11 March, 2009

nyc.FOUR


My New Place!!! jk.

I have now been in NYC for a total of 25 days. Man, that doesn’t sound like long but it sure does feel like it. Maybe because it’s been the inundation of new places, smells, means of transportation, people, ways of life, languages, and living conditions. So much new at once makes the familiar seem like a past life.

For the first few weeks I was here I felt almost illogically joyous about NYC. Every train ride conquered, taxi hailed, and audition attended made me feel like I could do anything. As the weeks have worn on and money seems to be harder to come by then I once foresaw it truly is difficult to remain encouraged. Some days are clearly better than others. For me it’s a weird mix of hormone levels and actual circumstances.
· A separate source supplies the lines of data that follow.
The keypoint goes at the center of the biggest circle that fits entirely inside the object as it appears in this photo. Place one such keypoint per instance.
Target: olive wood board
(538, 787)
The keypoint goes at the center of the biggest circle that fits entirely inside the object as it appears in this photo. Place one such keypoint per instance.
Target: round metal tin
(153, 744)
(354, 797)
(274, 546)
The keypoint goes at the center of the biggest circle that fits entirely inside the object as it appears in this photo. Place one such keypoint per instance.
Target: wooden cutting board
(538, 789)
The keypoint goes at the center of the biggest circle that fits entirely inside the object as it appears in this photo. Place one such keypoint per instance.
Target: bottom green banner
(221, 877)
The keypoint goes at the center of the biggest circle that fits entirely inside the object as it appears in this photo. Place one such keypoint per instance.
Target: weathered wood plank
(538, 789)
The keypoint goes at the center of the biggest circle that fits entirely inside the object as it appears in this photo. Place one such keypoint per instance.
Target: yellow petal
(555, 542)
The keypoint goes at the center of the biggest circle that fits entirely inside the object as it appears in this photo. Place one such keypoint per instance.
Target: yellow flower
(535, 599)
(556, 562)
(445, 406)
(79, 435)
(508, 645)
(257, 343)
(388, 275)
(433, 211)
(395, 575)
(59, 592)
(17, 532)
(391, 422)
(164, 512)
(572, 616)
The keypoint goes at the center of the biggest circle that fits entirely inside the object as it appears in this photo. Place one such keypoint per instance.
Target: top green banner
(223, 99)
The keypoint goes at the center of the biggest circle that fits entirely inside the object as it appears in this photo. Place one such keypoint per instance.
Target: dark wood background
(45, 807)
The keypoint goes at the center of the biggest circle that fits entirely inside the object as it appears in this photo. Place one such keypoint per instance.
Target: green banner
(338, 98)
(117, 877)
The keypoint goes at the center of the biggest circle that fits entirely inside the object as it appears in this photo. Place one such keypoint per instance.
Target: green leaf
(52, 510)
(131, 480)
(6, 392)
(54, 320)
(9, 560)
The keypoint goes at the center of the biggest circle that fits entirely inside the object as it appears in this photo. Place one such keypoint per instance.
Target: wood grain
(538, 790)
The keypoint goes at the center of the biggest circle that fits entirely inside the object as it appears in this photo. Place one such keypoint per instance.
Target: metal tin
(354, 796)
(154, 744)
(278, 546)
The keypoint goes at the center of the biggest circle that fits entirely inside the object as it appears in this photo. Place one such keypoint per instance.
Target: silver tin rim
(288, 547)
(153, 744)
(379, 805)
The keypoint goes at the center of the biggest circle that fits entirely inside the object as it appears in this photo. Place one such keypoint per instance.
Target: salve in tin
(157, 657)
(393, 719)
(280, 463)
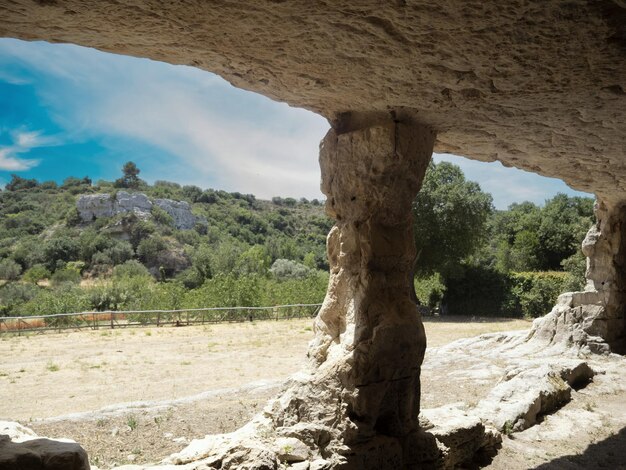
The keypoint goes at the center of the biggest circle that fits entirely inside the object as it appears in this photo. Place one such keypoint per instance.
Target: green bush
(36, 274)
(67, 275)
(14, 294)
(131, 268)
(488, 292)
(430, 290)
(65, 299)
(536, 292)
(477, 290)
(9, 270)
(284, 269)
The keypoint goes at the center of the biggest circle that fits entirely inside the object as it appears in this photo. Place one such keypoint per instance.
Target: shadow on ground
(609, 453)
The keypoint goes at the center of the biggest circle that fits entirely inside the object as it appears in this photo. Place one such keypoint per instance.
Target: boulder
(22, 449)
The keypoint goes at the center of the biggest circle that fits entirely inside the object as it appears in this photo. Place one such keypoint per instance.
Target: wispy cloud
(23, 142)
(222, 136)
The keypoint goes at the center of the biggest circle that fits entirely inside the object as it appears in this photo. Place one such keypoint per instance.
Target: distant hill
(178, 231)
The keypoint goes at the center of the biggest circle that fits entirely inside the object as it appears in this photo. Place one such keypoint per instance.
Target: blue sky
(72, 111)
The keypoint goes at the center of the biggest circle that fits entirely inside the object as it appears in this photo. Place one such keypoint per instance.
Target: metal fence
(137, 318)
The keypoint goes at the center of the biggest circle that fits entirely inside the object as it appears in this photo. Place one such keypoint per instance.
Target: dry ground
(137, 395)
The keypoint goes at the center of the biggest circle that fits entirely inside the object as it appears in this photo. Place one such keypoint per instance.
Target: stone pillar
(361, 397)
(595, 318)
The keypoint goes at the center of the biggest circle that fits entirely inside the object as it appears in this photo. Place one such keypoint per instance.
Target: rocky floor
(584, 429)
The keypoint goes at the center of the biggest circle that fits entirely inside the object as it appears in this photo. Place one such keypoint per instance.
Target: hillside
(44, 237)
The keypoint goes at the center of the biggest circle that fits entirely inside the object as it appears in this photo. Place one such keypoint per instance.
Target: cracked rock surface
(536, 85)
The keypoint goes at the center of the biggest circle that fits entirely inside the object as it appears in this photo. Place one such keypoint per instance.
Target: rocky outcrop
(357, 403)
(22, 449)
(539, 86)
(93, 206)
(594, 319)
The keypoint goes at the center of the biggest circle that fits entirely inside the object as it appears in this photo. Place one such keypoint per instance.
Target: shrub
(36, 274)
(284, 269)
(9, 269)
(161, 217)
(537, 292)
(430, 290)
(15, 294)
(67, 275)
(130, 268)
(478, 291)
(66, 299)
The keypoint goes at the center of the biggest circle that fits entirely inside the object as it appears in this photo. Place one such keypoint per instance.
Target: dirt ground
(137, 395)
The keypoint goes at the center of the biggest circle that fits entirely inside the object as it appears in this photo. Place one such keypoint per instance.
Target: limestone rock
(137, 203)
(94, 206)
(21, 449)
(463, 435)
(545, 94)
(595, 319)
(529, 391)
(290, 449)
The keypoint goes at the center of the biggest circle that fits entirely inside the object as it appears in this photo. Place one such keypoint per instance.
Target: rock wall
(595, 318)
(364, 387)
(94, 206)
(536, 85)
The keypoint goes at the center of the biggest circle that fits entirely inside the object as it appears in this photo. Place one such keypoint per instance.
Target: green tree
(36, 274)
(9, 270)
(451, 217)
(130, 178)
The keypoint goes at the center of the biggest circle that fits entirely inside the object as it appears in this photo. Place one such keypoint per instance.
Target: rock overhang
(536, 85)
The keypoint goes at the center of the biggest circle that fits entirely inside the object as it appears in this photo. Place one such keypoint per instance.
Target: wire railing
(137, 318)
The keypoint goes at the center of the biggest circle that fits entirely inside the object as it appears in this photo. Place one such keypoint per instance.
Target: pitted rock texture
(536, 85)
(594, 319)
(357, 403)
(94, 206)
(22, 449)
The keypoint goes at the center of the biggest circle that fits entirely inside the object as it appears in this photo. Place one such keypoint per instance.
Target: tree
(17, 183)
(527, 237)
(451, 217)
(131, 178)
(9, 270)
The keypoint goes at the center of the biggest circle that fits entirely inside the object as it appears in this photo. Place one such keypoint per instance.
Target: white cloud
(23, 142)
(509, 185)
(229, 138)
(8, 161)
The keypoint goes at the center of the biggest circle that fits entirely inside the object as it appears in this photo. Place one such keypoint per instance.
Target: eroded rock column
(356, 404)
(364, 388)
(595, 318)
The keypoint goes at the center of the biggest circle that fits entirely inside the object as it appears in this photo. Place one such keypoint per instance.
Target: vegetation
(471, 259)
(248, 253)
(474, 259)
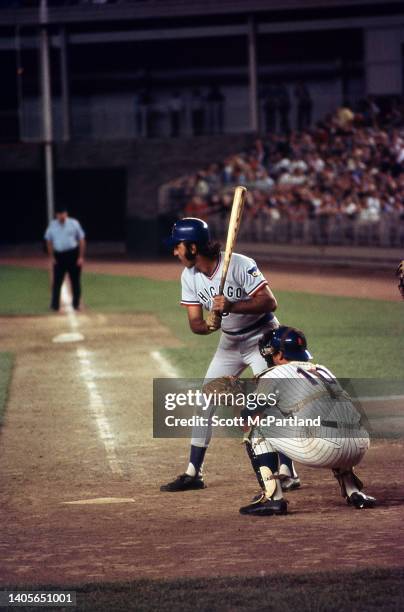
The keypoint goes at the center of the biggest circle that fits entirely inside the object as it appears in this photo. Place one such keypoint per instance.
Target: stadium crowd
(340, 182)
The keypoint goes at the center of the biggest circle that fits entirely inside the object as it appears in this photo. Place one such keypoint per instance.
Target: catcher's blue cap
(289, 340)
(189, 229)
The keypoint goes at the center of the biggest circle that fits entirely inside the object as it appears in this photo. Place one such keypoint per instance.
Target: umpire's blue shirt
(64, 236)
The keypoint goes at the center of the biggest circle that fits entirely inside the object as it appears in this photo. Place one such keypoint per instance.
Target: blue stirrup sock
(196, 457)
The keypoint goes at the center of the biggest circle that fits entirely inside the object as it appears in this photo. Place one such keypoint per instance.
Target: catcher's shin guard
(341, 475)
(263, 473)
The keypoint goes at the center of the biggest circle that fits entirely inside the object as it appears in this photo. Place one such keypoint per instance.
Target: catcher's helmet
(291, 341)
(190, 229)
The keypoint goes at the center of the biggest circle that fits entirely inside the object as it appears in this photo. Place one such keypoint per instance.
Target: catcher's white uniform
(307, 391)
(238, 345)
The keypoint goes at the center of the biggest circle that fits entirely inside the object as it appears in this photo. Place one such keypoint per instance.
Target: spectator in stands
(304, 106)
(283, 102)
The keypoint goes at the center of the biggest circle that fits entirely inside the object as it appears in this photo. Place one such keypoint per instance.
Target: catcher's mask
(189, 229)
(291, 341)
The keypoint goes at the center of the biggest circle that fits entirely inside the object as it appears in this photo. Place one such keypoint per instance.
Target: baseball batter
(244, 312)
(304, 391)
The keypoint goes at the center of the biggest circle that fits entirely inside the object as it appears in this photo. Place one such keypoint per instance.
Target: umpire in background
(65, 241)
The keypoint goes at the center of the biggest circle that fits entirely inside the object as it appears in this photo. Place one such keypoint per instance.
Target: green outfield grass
(354, 337)
(370, 590)
(6, 365)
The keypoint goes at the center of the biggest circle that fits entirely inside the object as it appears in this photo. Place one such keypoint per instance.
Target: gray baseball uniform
(238, 344)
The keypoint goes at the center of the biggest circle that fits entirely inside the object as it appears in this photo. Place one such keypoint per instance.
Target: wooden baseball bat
(234, 226)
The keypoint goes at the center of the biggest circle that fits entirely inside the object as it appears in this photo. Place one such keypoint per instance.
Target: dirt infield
(80, 498)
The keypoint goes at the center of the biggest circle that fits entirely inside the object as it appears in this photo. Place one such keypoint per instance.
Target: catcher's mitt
(225, 385)
(400, 274)
(213, 321)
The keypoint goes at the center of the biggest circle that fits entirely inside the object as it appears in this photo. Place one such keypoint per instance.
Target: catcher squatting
(243, 313)
(339, 443)
(313, 421)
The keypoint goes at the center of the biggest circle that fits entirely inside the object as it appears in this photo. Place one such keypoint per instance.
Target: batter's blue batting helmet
(291, 341)
(190, 229)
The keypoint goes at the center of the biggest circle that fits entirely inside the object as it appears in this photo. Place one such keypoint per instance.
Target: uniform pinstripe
(308, 390)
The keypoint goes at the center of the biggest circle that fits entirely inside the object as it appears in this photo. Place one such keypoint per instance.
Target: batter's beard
(189, 256)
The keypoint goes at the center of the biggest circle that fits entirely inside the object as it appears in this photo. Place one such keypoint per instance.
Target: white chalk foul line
(98, 411)
(96, 404)
(165, 366)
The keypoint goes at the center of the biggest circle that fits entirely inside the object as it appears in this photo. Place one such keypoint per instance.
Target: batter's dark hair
(211, 250)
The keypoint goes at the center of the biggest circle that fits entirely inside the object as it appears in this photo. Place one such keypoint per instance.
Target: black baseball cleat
(360, 500)
(184, 483)
(290, 484)
(265, 507)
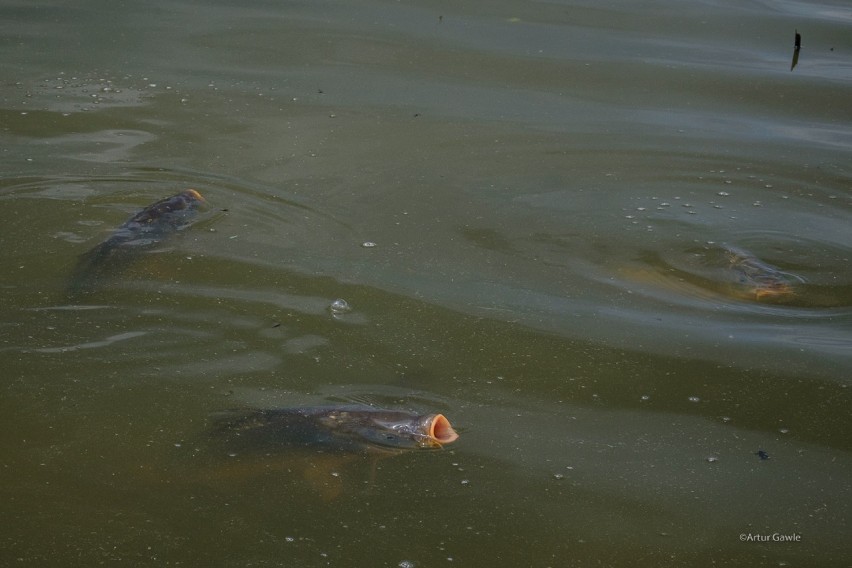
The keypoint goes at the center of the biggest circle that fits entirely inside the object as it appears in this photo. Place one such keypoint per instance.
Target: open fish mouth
(441, 431)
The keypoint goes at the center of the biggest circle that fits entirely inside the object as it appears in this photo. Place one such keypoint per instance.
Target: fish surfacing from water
(150, 226)
(316, 442)
(337, 429)
(764, 281)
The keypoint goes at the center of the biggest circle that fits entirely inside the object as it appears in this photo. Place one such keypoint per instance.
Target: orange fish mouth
(441, 431)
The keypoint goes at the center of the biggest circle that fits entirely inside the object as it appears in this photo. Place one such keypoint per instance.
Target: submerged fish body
(318, 443)
(152, 225)
(763, 281)
(335, 429)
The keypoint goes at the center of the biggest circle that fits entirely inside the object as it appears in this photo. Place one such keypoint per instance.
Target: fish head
(404, 431)
(772, 290)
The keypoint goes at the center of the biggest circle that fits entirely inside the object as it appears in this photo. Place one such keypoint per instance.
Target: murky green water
(551, 188)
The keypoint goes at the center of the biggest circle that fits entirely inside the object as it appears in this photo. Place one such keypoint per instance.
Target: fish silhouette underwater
(315, 442)
(140, 233)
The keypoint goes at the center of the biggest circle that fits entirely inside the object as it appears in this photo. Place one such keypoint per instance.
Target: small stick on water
(797, 45)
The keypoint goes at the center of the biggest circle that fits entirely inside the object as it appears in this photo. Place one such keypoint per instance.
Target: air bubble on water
(339, 307)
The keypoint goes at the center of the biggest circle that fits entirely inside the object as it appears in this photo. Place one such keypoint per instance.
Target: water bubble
(339, 307)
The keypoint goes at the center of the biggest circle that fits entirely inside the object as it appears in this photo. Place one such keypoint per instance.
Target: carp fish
(150, 226)
(762, 280)
(317, 442)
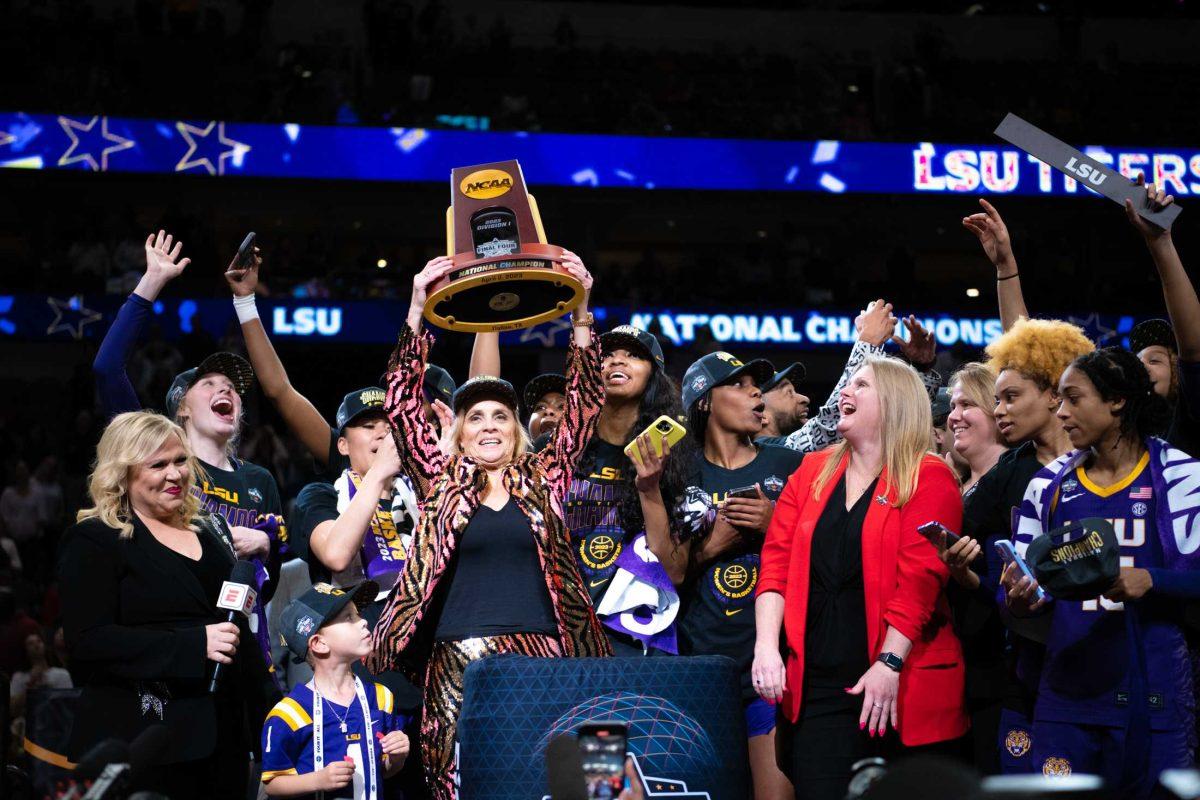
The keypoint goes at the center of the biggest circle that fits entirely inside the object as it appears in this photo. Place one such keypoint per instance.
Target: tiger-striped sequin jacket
(451, 487)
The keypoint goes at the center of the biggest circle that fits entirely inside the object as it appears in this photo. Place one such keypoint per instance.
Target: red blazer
(904, 582)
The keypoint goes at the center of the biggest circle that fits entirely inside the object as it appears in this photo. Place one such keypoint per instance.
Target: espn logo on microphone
(237, 597)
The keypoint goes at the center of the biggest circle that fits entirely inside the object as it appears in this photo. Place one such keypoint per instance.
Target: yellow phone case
(665, 427)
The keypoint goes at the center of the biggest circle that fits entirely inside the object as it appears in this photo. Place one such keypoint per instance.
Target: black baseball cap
(438, 384)
(484, 388)
(357, 403)
(1077, 561)
(231, 365)
(941, 407)
(1150, 332)
(634, 338)
(717, 368)
(792, 374)
(315, 608)
(543, 385)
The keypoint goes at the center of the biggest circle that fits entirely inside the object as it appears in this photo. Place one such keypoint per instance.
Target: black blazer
(133, 618)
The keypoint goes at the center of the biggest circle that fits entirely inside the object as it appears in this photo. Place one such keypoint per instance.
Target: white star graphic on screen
(193, 136)
(71, 127)
(546, 332)
(71, 316)
(1092, 324)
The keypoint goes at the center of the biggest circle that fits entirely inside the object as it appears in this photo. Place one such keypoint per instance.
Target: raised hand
(649, 464)
(879, 324)
(163, 264)
(989, 227)
(921, 349)
(244, 280)
(574, 264)
(1158, 199)
(444, 416)
(750, 513)
(435, 270)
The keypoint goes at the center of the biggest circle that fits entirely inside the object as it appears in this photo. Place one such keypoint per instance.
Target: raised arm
(585, 390)
(875, 325)
(485, 356)
(301, 416)
(417, 439)
(117, 394)
(1179, 293)
(993, 235)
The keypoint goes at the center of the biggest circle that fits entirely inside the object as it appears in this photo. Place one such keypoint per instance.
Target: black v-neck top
(496, 583)
(835, 633)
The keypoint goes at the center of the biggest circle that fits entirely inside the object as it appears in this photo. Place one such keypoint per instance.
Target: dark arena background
(737, 176)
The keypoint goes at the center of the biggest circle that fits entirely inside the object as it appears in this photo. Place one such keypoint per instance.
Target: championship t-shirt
(1000, 663)
(288, 738)
(1105, 657)
(718, 613)
(593, 513)
(241, 494)
(317, 503)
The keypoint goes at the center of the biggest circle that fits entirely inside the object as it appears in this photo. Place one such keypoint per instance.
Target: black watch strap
(892, 661)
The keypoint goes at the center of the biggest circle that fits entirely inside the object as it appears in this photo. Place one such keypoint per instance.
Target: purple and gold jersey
(1097, 649)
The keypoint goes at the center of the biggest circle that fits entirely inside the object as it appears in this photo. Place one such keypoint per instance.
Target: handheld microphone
(564, 769)
(238, 596)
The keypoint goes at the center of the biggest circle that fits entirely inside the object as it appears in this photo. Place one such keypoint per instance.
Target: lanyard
(318, 735)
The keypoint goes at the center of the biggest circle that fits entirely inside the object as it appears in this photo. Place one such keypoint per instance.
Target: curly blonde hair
(1039, 349)
(129, 440)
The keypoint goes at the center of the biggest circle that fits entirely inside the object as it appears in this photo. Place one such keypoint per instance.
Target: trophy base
(504, 293)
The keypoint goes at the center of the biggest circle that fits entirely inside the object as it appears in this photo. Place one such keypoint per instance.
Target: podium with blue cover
(687, 729)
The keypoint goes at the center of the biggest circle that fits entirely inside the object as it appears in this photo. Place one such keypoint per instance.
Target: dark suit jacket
(133, 617)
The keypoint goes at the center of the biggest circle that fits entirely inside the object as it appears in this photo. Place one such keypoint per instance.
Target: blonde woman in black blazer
(139, 573)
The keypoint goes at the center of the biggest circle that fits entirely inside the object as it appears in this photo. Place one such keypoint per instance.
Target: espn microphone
(238, 596)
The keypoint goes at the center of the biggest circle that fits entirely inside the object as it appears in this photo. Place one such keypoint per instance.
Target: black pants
(817, 752)
(225, 773)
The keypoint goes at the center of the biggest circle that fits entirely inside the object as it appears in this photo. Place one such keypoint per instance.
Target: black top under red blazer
(903, 581)
(133, 617)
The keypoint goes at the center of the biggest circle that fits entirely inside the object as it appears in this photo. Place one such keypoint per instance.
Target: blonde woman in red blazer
(858, 593)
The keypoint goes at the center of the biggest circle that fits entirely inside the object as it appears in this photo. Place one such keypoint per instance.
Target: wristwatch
(892, 661)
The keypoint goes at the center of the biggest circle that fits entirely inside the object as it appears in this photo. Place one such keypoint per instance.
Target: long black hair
(1119, 374)
(660, 396)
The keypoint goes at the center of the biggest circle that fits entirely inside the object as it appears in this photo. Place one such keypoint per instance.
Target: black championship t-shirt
(989, 513)
(718, 614)
(593, 513)
(241, 495)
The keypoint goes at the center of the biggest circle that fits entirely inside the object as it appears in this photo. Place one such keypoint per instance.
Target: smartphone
(1008, 555)
(603, 750)
(246, 252)
(744, 492)
(939, 535)
(665, 428)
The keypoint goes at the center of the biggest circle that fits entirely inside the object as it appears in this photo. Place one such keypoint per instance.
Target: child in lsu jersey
(1115, 696)
(334, 737)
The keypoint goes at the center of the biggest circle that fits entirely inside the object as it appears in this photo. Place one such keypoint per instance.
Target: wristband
(892, 661)
(245, 308)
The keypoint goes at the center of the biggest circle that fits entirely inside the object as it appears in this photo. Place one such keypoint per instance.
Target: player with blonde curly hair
(1029, 360)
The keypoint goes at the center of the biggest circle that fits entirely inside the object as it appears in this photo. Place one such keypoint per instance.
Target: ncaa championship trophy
(507, 276)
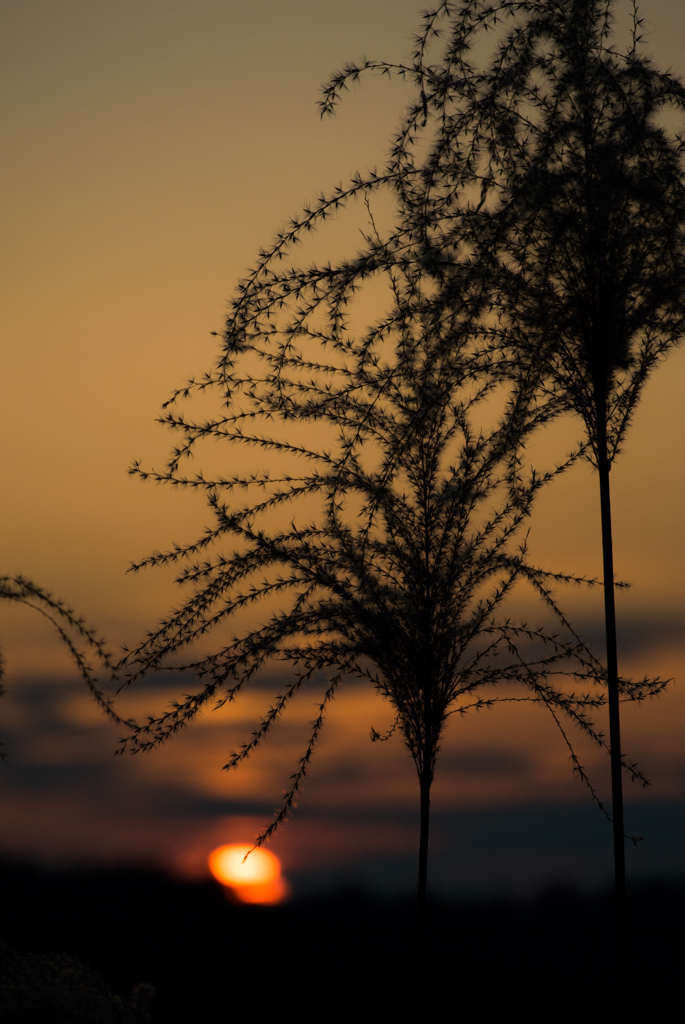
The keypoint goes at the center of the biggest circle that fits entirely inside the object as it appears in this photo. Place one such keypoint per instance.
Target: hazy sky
(150, 148)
The waters of life could really be smooth sailing but if it’s that 1 day of the month one would think someone stole my kitten and punched my grandma. Perhaps that’s more information than you wanted…

That room of my own with 4 walls and a door remains illusive but I remain hopeful!

I really don’t fancy blogging about negative situations or worrisome thought so I will spin this in a positive analytical way.
It’s really interesting to see how I’ve evolved from this person who thrives on change and adventure and spontaneity and the unknown into a person who longs for the day when I lay my head on a pillow in a room that I can call my own that I intend to live in for at least a year in a city where I know I should be, going to work to do a job I feel fulfilled doing. There really are good reasons why most people live “normal” lives.

On the other hand….:-)

I wouldn’t trade this tumultuous time in Manhattan for anything. I love a challenge. And if that challenge is finding my way out of Queens (when I didn’t intend to arrive there) or if it’s figuring out a way to stretch a dollar (order the large portion from China Moon instead of the small because you get 3 meals for the price of 2!) both involve a bit of risk, adventure and scheming.

For me New York’s appeal before I moved here was that it really appeared to be the ultimate challenge. When I came to visit with my parents a year ago (perhaps you saw the “Trip of a Lifetime” photo albums on the Facebook) I had no intention of ever moving to this city. I remember my second visit to New York (the first when I was a toddler) when I was in 7th grade. It was the first time I saw a show on Broadway (Cats) and the first time I heard the words “Star Bucks” paired together. But the emotion that I felt most strongly about New York---believe it or not—was dislike! I was utterly overwhelmed by the materialism in the Big Apple. Too much expensive shopping for my 13-year-old taste I suppose.

While I was a kid who always dreamed of making a living being a performer I never wrapped my brain around the thought of actually moving to New York to go for it. That seemed like something other people did. People who grew up in musical families, people who were the stars of their college theatre shows, people from the North, people who weren’t Baptist, people who heck, at least majored in musical theatre?

But time and again over the past year doors have opened. Opportunities have presented themselves and well, the punch line is I’m living in New York City.

So since so many doors opened for this astounding opportunity I have to ask myself: What’s the point?

Being immersed in a culture that is so pervasively secular (Godless?) it is easy for the concept of God being intimately involved and interested in one’s life to seem truly foreign. But as a Believer I must cling to the hope that God cares. He cares that I don’t exactly know where I’m going to live in April. He cares that I feel the pull daily between the dream of getting married and raising a family and the dream of travel and performance. My friend Maura pointed out that perhaps God doesn’t care so much exactly what I choose to do but what kind of character I have doing it—just like my Dad.

And ultimately He loves me no matter what choice I make.

And if God really does believe in me and hope good things for me and support me like the father He’s blessed me with here on earth then I really do feel peace amidst the uncertainty and craziness.

I would still like a room of my own though—with a door.

2 comments:

S Mosley said...

hey hillary! :) thanks for posting on my blog! hope that you win, too! :) it was fun to click through to YOUR BLOG and to see that you're in NYC! yeah for YOU!!! hope that everything's going well!! break a leg... :)

Anonymous said...

Hi, found your blog through mutual friend Lacey Hearty's. My husband and I just moved to NYC about 8 months ago - what a life it is here! Definitely requires a total mental/emotional adjustment. Best of luck getting settled in....there's no place like it, but as I'm sure you've already learned, you have to fight extremely hard for every little luxury here!!